Abstract
Understanding 3D structure from sparse visual observations is a foundational capability required for
robotic perception. In many real-world settings, objects are observed in arbitrary poses, under occlusion,
and from limited viewpoints. Inferring complete 3D shape and appearance from such inputs enables
downstream tasks like robotic manipulation, scene understanding, and 3D generation. This thesis explores
representation learning methods that operate over both explicit and implicit 3D representations to recover
structured geometry from minimal input, enabling category-level generalization across unseen instances
in challenging conditions.
To enable robust 3D inference in such scenarios, we first focus on the challenge of completing object
geometry from partial point cloud observations when objects appear in arbitrary orientations. Traditional
shape completion methods assume inputs are aligned to a canonical frame, which limits applicability in
robotics where objects may be present in non-canonical poses. To address this, we propose SCARP—a
method for Shape Completion in ARbitrary Poses. SCARP disentangles shape and pose using a multi-task
formulation; it learns rotation-equivariant features for pose estimation and rotation-invariant features
for shape reasoning. The network jointly predicts a canonical full point cloud and its 6D pose. Unlike
multi-stage pipelines that depend on external canonicalization, SCARP is a single network that learns
to complete shapes directly in the observed pose. We demonstrate SCARP’s utility in robotic grasping
by showing that completing shapes before grasp prediction reduces invalid and colliding grasps by over
70%, and outperforms prior methods by 45% on completion metrics across several categories.
While point clouds offer a compact and geometric view of 3D structure, they are inherently sparse and
do not capture appearance or high-frequency detail. To model richer, dense 3D structure directly from
images, we turn to implicit neural fields—specifically, Neural Radiance Fields (NeRFs). We introduce
HyP-NeRF, a framework for learning category-level priors over Neural Radiance Fields (NeRFs).
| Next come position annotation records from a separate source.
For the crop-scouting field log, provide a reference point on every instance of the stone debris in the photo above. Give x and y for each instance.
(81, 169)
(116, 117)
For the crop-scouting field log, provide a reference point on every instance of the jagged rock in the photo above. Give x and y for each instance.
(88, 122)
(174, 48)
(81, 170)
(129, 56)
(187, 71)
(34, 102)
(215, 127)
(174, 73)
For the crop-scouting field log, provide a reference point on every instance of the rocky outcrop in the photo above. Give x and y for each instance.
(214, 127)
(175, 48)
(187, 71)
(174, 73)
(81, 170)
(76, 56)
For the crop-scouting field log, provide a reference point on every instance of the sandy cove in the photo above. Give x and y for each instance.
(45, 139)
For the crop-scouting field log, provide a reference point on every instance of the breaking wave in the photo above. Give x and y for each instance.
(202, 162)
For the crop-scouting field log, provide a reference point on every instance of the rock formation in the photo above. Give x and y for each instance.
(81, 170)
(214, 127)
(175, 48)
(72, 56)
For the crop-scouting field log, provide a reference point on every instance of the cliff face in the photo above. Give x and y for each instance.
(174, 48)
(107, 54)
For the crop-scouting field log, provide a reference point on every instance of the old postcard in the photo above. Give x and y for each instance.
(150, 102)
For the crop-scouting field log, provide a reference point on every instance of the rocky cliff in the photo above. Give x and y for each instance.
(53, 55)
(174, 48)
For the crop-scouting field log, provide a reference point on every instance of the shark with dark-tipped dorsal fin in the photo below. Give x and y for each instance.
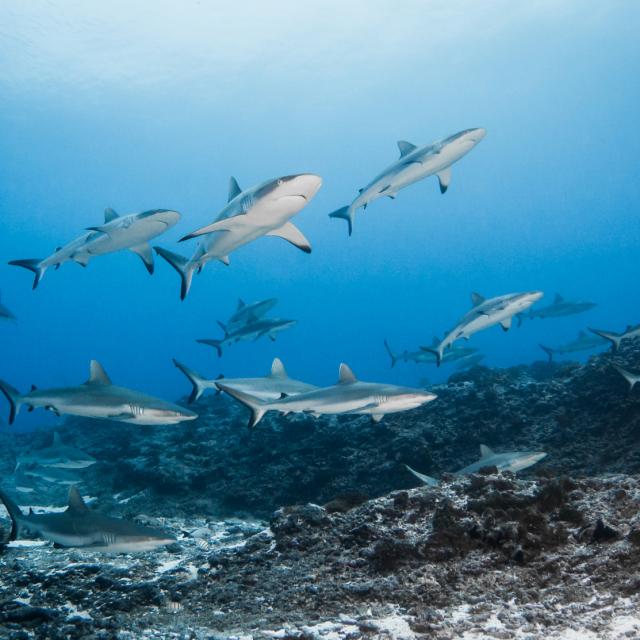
(78, 526)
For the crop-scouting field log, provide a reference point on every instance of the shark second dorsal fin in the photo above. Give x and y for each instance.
(109, 215)
(485, 452)
(97, 374)
(405, 148)
(277, 369)
(234, 188)
(345, 375)
(76, 503)
(476, 299)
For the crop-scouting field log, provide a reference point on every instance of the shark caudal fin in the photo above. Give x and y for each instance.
(613, 338)
(198, 383)
(255, 405)
(393, 356)
(548, 351)
(216, 344)
(182, 265)
(428, 480)
(13, 398)
(32, 264)
(346, 213)
(631, 378)
(15, 513)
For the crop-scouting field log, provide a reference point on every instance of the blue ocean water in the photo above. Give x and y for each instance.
(154, 105)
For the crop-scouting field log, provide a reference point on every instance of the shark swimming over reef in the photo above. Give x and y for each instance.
(78, 526)
(485, 313)
(513, 461)
(98, 398)
(263, 210)
(348, 396)
(415, 163)
(131, 232)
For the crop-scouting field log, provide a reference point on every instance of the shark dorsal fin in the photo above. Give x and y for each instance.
(345, 375)
(97, 374)
(76, 503)
(485, 452)
(234, 188)
(109, 215)
(476, 299)
(277, 369)
(405, 147)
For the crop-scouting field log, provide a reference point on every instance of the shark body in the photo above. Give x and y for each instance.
(78, 526)
(263, 210)
(98, 398)
(131, 232)
(415, 163)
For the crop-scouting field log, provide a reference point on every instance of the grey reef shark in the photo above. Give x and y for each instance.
(485, 313)
(512, 461)
(262, 210)
(131, 232)
(348, 397)
(97, 398)
(78, 526)
(269, 387)
(415, 163)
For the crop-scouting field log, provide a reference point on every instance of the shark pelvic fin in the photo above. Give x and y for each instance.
(97, 374)
(277, 369)
(485, 452)
(444, 178)
(289, 232)
(405, 148)
(234, 189)
(109, 215)
(76, 503)
(345, 375)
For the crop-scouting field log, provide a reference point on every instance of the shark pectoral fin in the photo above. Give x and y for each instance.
(444, 178)
(292, 234)
(146, 255)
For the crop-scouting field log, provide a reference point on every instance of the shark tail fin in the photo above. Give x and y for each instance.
(613, 338)
(628, 376)
(13, 398)
(548, 351)
(428, 480)
(346, 213)
(32, 264)
(393, 356)
(197, 381)
(216, 344)
(15, 513)
(182, 266)
(255, 405)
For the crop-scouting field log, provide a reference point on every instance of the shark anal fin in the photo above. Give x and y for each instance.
(292, 234)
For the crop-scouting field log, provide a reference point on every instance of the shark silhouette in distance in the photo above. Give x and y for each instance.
(583, 342)
(131, 232)
(269, 387)
(512, 461)
(485, 313)
(263, 210)
(415, 163)
(348, 397)
(58, 455)
(98, 398)
(617, 338)
(80, 527)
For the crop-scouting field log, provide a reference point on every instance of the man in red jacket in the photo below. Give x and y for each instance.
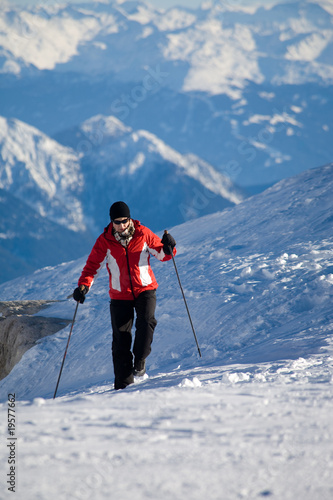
(126, 246)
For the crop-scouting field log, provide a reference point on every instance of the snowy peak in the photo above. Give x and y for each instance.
(41, 173)
(139, 167)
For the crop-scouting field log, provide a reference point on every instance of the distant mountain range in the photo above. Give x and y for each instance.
(171, 110)
(55, 199)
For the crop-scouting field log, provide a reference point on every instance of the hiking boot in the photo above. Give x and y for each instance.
(139, 368)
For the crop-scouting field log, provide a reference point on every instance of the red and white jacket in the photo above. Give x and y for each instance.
(129, 268)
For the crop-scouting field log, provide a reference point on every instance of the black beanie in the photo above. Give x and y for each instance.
(119, 209)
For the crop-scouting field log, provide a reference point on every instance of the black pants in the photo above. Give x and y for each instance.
(122, 317)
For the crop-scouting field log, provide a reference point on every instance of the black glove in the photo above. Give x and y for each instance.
(168, 241)
(79, 293)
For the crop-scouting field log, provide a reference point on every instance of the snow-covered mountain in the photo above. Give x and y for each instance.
(251, 418)
(56, 198)
(41, 173)
(246, 87)
(256, 276)
(161, 186)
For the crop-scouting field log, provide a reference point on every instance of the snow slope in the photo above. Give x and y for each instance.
(251, 419)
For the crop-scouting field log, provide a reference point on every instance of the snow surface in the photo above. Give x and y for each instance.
(250, 419)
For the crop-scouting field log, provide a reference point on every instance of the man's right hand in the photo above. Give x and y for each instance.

Our
key insight in HyP-NeRF is to use a hypernetwork to not just parameterize a neural network (NeRF) but
also generate learnable input encodings, resulting in learning higher frequency details while reducing the
computation cost. The hypernetwork predicts both the NeRF MLP weights as well as parameters of a
multi-resolution hash encoding(MRHE) of a NeRF conditioned on an instance code, enabling efficient
synthesis of NeRFs across unseen objects in a class. To overcome rendering artifacts and improve
fidelity, we propose a denoising and finetuning pipeline that leverages a learned 2D denoiser followed
by view-consistent NeRF optimization. This formulation supports diverse downstream tasks, including
single-view NeRF generation, text-to-NeRF synthesis via CLIP, and retrieval from real-world images.
Experiments on high-resolution (512x512) object datasets show that HyP-NeRF achieves state-of-the-art performance in generalization, compression, and instance retrieval, while maintaining photorealistic
quality and fast inference.
In summary, this thesis presents methods for learning robust and generalizable 3D structure from
sparse inputs. SCARP addresses the challenge of shape completion at arbitrary poses through rotationaware modeling of partial point clouds, while HyP-NeRF develops scalable priors over neural fields
for instance-conditioned NeRF generation. Together, these approaches offer complementary pathways
toward unified, learnable 3D perception in robotic environments. Moreover, the ideas and methods of
representation learning presented in these papers have the scope of being scalable and being integrated
in future 3D foundation models which require the sufficient inductive biases to be able to account and
compensate for the limited availability of training data.